Reference: Willson, P., & Pollard, C. (2009, Spring2009). Exploring IT Governance in Theory and Practice in a Large Multi-National Organisation in Australia. Information Systems Management, 26(2), 98-109.
Abstract: IT governance is critical to most organisations and has an influence on the value generated by IT investments. Unfortunately, IT governance is more aspiration than reality in many organisations. This research seeks to address the dearth of empirical evidence about IT governance in practice, presenting the findings of an IT governance case study in an Australian organisation. Recommendations are provided to assist organisations to maximise potential of IT governance and insights are provided for researchers.
In his book Secrets and Lies: Digital Security in a Networked World, author Bruce Schneier frequently addressed the following comment:
In theory there is no difference between theory and reality. In reality there is.
For this research the authors interviewed 28 senior IT and corporate managers at an Australian MNE in order to address two questions:
- What is the nature of IT governance in practice?
- What factors contribute to differences between theory and practice?

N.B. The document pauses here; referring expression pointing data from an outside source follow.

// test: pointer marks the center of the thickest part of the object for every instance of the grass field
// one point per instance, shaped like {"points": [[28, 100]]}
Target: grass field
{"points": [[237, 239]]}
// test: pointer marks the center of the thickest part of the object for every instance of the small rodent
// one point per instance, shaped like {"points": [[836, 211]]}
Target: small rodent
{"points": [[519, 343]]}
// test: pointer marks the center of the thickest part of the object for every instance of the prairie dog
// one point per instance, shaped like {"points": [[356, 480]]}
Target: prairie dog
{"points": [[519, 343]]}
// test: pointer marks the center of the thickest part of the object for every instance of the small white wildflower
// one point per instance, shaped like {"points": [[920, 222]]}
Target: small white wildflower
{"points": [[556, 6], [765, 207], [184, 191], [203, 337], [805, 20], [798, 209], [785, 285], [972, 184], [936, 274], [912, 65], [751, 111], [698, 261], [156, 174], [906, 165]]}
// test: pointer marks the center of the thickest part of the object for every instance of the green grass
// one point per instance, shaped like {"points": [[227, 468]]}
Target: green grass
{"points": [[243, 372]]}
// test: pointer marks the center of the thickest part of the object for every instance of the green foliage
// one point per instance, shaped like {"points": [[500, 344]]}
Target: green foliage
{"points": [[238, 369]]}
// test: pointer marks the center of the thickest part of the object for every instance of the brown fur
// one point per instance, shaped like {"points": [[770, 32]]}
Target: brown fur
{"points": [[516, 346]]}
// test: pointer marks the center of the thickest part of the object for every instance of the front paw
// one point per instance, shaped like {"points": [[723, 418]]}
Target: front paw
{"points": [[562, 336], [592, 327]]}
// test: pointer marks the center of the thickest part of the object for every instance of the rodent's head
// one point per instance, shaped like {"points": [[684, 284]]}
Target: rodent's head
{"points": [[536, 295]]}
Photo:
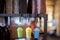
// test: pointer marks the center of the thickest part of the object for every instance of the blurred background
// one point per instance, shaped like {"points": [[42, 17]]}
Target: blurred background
{"points": [[49, 7]]}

Their analysis of the interviews identified four major themes that do not entirely overlap with theoretical models of IT governance. For example, although IT governance models frequently deal with risk management of IT-related risks, the subject organization restricts risk management activities primarily to the area of project risk management. The research highlights the importance of visionary leadership and key players in IT-business alignment, and also introduces the importance of historical context in the governance of IT and its initiatives.
Researchers and industry frameworks, such as COBIT and ITIL, frequently document practices that have little relevance in most organizations. For example, during my implementations of CMDB at customer sites, I emphasize the importance of aligning IT service, logical, and phsysical assets with the organization through relationships in a top-down approach. In practice most organizations ignore this advice and build the CMDB bottom-up through the identification of physical assets. In other words, their most pressing concern is to manage the “thinks they can kick” in a way that won’t achieve benefits the CMDB may, in theory, provide. These differences between the theoretical and practical are important, and I would like to see more research like this that covers practical application.